A Systematic Study of Isomorphism Invariants of Finite Groups via the Weisfeiler-Leman Dimension

Abstract: We investigate the relationship between various isomorphism invariants for finite groups. Specifically, we use the Weisfeiler-Leman dimension (WL) to characterize, compare and quantify the effectiveness and complexity of invariants for group isomorphism. It turns out that a surprising number of invariants and characteristic subgroups that are classic to group theory can be detected and identified by a low dimensional Weisfeiler-Leman algorithm. These include the center, the inner automorphism group, the commutator subgroup and the derived series, the abelian radical, the solvable radical, the Fitting group and $\pi$-radicals. A low dimensional WL algorithm additionally determines the isomorphism type of the socle as well as the factors in the derived series and the upper and lower central series.

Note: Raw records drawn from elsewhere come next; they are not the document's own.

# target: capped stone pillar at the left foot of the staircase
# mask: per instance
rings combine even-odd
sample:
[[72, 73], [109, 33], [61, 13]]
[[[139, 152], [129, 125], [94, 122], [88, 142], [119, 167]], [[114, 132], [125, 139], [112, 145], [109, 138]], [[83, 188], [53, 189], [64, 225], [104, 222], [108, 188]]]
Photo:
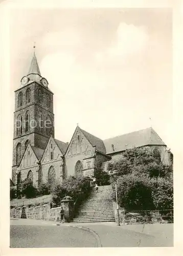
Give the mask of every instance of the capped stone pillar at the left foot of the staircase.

We also analyze the behavior of the WL algorithm for group extensions and prove that a low dimensional WL algorithm determines the isomorphism types of the composition factors of a group. Finally we develop a new tool to define a canonical maximal central decomposition for groups. This allows us to show that the Weisfeiler-Leman dimension of a group is at most one larger than the dimensions of its direct indecomposable factors. In other words the Weisfeiler-Leman dimension increases by at most 1 when taking direct products.